I found myself at the end of the pier where I leaned against the metal railing more for comfort than safety, and watched not the people so much, but the pelicans. They were yawning. Didn’t know they could do that. There was something soothing about watching those prehistoric-looking birds open their huge beaks for the sole purpose of …relaxing. As though an appetizer to nature’s four-course meal to come, I enjoyed that moment and felt ready for whatever was coming next. I turned my attention to the guys fishing. Among the dozen or so, there was one who caught my attention. He was younger than “the regulars”…the retired Hispanic, Armenian and maybe Russian grandpas with years of experience etched in their foreheads as they sat near their white buckets of water ready to hold their catch of the day. This guy was 20-ish, full of enthusiasm and brown, like me. He caught me looking at him and jubilantly waved me over. Naturally, like a spoon to soup, I dipped over to him.

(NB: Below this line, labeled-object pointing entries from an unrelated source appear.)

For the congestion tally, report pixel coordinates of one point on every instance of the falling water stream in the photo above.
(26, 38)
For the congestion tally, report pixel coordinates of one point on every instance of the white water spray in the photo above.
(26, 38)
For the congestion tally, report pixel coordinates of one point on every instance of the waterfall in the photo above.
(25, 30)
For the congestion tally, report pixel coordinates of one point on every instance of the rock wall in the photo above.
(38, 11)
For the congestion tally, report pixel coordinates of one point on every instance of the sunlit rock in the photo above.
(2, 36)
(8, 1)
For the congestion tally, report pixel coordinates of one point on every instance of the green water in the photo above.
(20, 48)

He was a nice guy. Twenty-seven. Ja-MAY-can. No dreads. His name was Prince or George. I called him Prince George. He did construction but was a chef back home. Which me missed terribly. He told me how he prepares the Halibut or Lobster he might catch. Yummy. I found that intriguing. Intriguing enough to sit and watch and chat about water, fish, life and such. Three hours later he invited me to go get a chili corn dog…we walked to the boardwalk and ordered our grub. I had a burger, no dogs for me…but quite possibly when of the best worst burgers I’d had in a while. As we wiped our mouths and fed remaining French fries to the Seagulls who’d become our guests, I quietly asked if I could fish too since he had two poles. He said, “Yes!” I smiled politely, but inside, yodeled, “Yee-hah!”

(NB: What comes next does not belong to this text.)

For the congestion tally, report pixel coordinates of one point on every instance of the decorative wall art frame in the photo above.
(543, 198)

There were more and new people in the space we left. I parked myself between Kevin (a film lighting guy) and a 10-year-old girl with long dark hair and big eyes…she was so cute and a pro. Her madre sold tamales to the fishermen. She smiled at me with encouragement; I do believe she could tell I hadn’t really been fishing since I was about her age. I cast my line out over the railing and into the vast ocean with gusto. I watched my line ebb and flow in the depths of the dark blue-green water. I couldn’t help but feel like the bait on my hook: an entity cast into a world of unknown harnessed with a purpose that was non-specifically specific. I’m a writer/actor/producer who lives a life of uncertainty. Uncertainty, no matter what your profession, is unsettling, like the ocean...but, like the ocean, can also offer such reward.

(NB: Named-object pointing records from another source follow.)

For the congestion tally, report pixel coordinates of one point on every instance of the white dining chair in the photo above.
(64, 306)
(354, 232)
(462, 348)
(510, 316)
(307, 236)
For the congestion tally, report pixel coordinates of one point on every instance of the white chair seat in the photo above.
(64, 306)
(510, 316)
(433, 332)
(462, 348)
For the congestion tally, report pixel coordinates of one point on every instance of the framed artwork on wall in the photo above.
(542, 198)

While pondering this, I felt my line tug…the little girl smiled at me and motioned for me to pull out the line as I jumped with excitement that something was happening! I pulled out my line and saw my prize: a little, tiny Smelt. It was my Smelt and I was happy for the success. The girl and Prince George helped me get him safely off the line and we threw him back in. I waved as I saw him swim back to his family. I quickly got new bait and went at it again! I caught two more Smelt, some “Croakers”/King Fish and a baby Perch. By then, dusk was skimming the horizon; the little girl had left with her mother; and Prince George had retreated to the benches and was listening to his headphones. He was bored whereas I was still havin’ a smashing time. Then it happened. I felt my rod jerk again – but this time, whatever was there was heavier than anything I’d caught so far. Oh God. What if I’d caught Jaws or a 25lb catfish or a baby sea monster? I started to pull him in, but was having trouble. Yikes. Yikes. YIKES! I keep turning to Prince George… “Help George! HELP!”…but he couldn’t hear me ‘cause he was rhymin’ way out-loud along with 50 Cent. Finally, one of the Hispanic fisher grandpas who’d caught and already filleted a four-foot “Guitar” shark moseyed over to Prince George and nudged him. Fisher ‘Pa said nothing, just nodded his head toward me, the wide-eyed damsel in distress. Prince George jumped up and rescued me. We pulled in the line, well, he pulled in the line, and there flopping on the end was not Jaws or a monster, but a medium-sized Bass!! I was thrilled! Once again, we removed the hook and threw him back, just like all the others. I finally bid adieu to Prince George, and I beamed as I walked down the pier and zipped my hoody. I felt nourished and successful and knew with certainty, that there is happiness in the uncertain.